Qu'est-ce qu'un «budget pour le bien-être»? The Spinoff parle à Grant Robertson

Ce mois-ci marque un tournant dans l’approche économique du gouvernement Ardern, avec le premier «budget pour la santé» dévoilé. En quoi est-ce différent et à quoi pouvons-nous nous attendre? Maria Slade s'assoit avec le ministre des finances, Grant Robertson

Grant Robertson n’est pas Peter Jackson et le Trésor ne peut pas faire d’effets spéciaux au niveau des ateliers Weta, mais le ministre des Finances souhaite que nous examinions le budget de ce mois-ci. comme le deuxième d'une trilogie.

Le premier versement du budget de Labour, intitulé Foundations for the Future de 2018, n’a pas été une superproduction. Les critiques ont accusé le gouvernement de Jacinda Ardern de: jouer la sécurité. La suite, qui met l’accent sur une perspective intergénérationnelle, assurant à la fois un bien-être social et économique, vient avec plus de battage médiatique et d’anticipation.

Déjà les critiques sont en vigueur. Le travail a été assailli pour sa réponse au groupe consultatif d'experts sur la protection sociale, qui a appelé à un «changement urgent et fondamental» du système de protection sociale. On a dit que l’idée d’indicateurs de bien-être est rien de nouveau. L’administration a été critiquée pour ses règles de responsabilité budgétaire, accusée de se nobbler avec son propre conservatisme fiscal. Et il panse encore ses blessures après avoir abandonné l’impôt sur les plus-values ​​promis depuis longtemps.

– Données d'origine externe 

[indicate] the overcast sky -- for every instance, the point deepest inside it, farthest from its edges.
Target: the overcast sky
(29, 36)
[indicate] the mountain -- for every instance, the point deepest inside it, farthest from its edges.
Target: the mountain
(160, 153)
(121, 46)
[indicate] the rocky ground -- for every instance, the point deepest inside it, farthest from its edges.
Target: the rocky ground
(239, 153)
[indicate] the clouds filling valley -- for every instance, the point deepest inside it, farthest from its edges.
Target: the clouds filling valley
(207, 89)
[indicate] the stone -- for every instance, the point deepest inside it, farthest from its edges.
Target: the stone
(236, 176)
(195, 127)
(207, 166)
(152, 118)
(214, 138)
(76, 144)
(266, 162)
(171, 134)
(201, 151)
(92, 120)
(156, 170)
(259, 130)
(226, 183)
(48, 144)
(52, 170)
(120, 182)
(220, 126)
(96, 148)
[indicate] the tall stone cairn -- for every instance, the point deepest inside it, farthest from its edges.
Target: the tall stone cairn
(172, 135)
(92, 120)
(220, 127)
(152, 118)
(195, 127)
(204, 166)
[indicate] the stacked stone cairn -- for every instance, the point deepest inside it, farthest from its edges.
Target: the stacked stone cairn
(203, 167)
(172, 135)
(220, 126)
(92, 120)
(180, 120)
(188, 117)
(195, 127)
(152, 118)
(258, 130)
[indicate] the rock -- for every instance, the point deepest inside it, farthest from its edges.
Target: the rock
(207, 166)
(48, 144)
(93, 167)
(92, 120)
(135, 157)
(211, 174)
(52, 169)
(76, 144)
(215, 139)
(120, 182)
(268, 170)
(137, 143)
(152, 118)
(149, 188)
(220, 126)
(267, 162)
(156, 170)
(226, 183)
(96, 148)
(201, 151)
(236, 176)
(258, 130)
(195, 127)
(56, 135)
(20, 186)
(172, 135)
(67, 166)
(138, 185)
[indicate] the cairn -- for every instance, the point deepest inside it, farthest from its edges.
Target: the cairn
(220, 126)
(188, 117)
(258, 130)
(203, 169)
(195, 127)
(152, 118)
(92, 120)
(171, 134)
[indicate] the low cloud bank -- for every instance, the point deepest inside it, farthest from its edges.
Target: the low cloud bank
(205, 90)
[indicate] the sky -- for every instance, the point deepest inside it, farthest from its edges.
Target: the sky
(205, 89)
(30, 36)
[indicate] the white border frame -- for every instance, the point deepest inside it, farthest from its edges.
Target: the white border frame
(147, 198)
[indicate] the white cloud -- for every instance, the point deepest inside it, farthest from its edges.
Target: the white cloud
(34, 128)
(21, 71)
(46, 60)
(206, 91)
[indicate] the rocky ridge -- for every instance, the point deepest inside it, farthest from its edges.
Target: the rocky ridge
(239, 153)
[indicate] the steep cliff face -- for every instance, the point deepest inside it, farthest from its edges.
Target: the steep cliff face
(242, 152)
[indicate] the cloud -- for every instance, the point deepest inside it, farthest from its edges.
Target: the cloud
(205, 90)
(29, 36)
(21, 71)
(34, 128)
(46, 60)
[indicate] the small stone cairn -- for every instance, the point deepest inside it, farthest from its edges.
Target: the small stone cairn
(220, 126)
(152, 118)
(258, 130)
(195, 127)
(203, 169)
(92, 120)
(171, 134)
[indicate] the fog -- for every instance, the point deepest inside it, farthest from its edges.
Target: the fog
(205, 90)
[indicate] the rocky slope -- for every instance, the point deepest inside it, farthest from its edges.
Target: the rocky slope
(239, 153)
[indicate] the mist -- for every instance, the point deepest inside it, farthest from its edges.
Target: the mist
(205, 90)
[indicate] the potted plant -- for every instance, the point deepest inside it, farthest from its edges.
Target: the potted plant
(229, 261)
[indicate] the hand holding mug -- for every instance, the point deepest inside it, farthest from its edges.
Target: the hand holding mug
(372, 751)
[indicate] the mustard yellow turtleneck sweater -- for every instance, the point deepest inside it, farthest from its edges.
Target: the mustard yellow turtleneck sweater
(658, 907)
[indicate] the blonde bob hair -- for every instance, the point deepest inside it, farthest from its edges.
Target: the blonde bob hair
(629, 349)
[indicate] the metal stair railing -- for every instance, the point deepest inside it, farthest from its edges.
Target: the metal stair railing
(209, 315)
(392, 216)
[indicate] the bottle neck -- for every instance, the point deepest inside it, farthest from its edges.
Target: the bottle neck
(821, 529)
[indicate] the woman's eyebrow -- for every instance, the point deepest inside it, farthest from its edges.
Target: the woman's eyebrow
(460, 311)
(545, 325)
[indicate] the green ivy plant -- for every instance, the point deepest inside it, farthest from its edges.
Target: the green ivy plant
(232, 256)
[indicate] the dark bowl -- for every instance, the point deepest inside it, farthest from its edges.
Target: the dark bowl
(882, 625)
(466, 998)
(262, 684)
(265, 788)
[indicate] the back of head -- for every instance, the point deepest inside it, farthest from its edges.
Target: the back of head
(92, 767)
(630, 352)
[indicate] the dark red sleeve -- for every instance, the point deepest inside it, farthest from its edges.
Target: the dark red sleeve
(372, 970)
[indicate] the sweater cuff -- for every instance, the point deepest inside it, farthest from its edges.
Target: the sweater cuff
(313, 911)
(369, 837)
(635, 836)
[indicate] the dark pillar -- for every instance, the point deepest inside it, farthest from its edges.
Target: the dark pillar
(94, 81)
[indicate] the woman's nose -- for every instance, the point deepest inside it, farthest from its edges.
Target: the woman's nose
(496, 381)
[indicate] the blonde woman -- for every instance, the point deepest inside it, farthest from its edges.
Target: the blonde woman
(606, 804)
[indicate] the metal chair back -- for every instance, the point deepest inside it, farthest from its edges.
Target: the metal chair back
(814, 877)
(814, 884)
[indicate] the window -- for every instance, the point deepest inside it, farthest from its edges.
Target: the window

Les Néo-Zélandais ne sont pas les seuls à attendre la publication du long-métrage Wellbeing Budget. À la suite de Jacinda Ardern’s vedette Lors du Forum économique mondial de Davos, des experts mondiaux se sont intéressés à la Nouvelle-Zélande pour voir comment elle répondait à ses prétentions de mesurer le succès de la nation avec un accent mis sur «la gentillesse, l’empathie et le bien-être».

Roberston est debout depuis 4 heures du matin et accepte avec reconnaissance son quatrième café de la matinée alors qu’il arrive au bureau de The Spinoff à Auckland. Eh bien, techniquement, son quatrième. "Je ne compte pas le café dans l'avion, vous ne pouvez pas compter le café de l'avion", dit-il.

Il est optimiste et sur le point, et enregistre une vidéo "cinq questions clés sur le budget" dans une prise propre. Lorsqu'on lui demande de développer en quoi consiste ce budget novateur pour la santé et le bien-être, il plonge au cœur de l'action.

Il a aussi un message parce qu’il est juste que beaucoup restent confus. Toutes les dépenses publiques ne devraient-elles pas viser à améliorer le bien-être de la population?

Robertson s'installe pour l'explication complète de monty.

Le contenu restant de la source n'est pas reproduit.